Friday, December 31, 2010

Market Pipeline: The Dark Side of Financial Innovation

When I keep going back to a particular post, eventually I have to talk about it.

[LINK to the Market Pipeline post]

Cormick Grimshaw of the Pipeline posts an abstract of a paper by Brian J. Henderson and Neil D. Pearson. I reduced the abstract until it made sense to me:

The offering prices... of a popular... structured equity product were... almost 8% greater than... the products’ fair market values....

Under reasonable assumptions... the mean expected return... is slightly below zero.

The products do not provide tax, liquidity, or other benefits, and it is difficult to rationalize their purchase by informed rational investors.

So, somebody's getting ripped off. I think a lot of people get a lot more upset about that kind of thing than I do. Don't get upset about it. Bear with me.

The last part of the abstract is presented complete, below:

Our findings are, however, consistent with the recent hypothesis that issuing firms might shroud some aspects of innovative securities or introduce complexity to exploit uninformed investors.

In other words, the issuing firms are putting extra nicotine in their cigarettes to get you to keep smoking them.
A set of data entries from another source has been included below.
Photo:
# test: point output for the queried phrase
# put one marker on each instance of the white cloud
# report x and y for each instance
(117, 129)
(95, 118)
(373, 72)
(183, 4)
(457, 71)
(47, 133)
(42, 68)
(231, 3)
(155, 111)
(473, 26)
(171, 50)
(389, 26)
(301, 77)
The best way to get back at those companies is to make people want to stop buying their product. And you know what? People already want to stop buying their product. At least, people want to reduce their debt. When people succeed, finance will become a smaller business in this country. Lenders will have less raw material to work with, from which to create "structured" products and other derivatives.

The best way to get back at those finance companies is to depend less on finance. Just remember, the necessary step is to change economic policy.


Related Links:

  • The SSRN page identifies the "structured equity product" as SPARQS.
  • What is SPARQS? An interest-paying note built on equity (stocks); a derivative.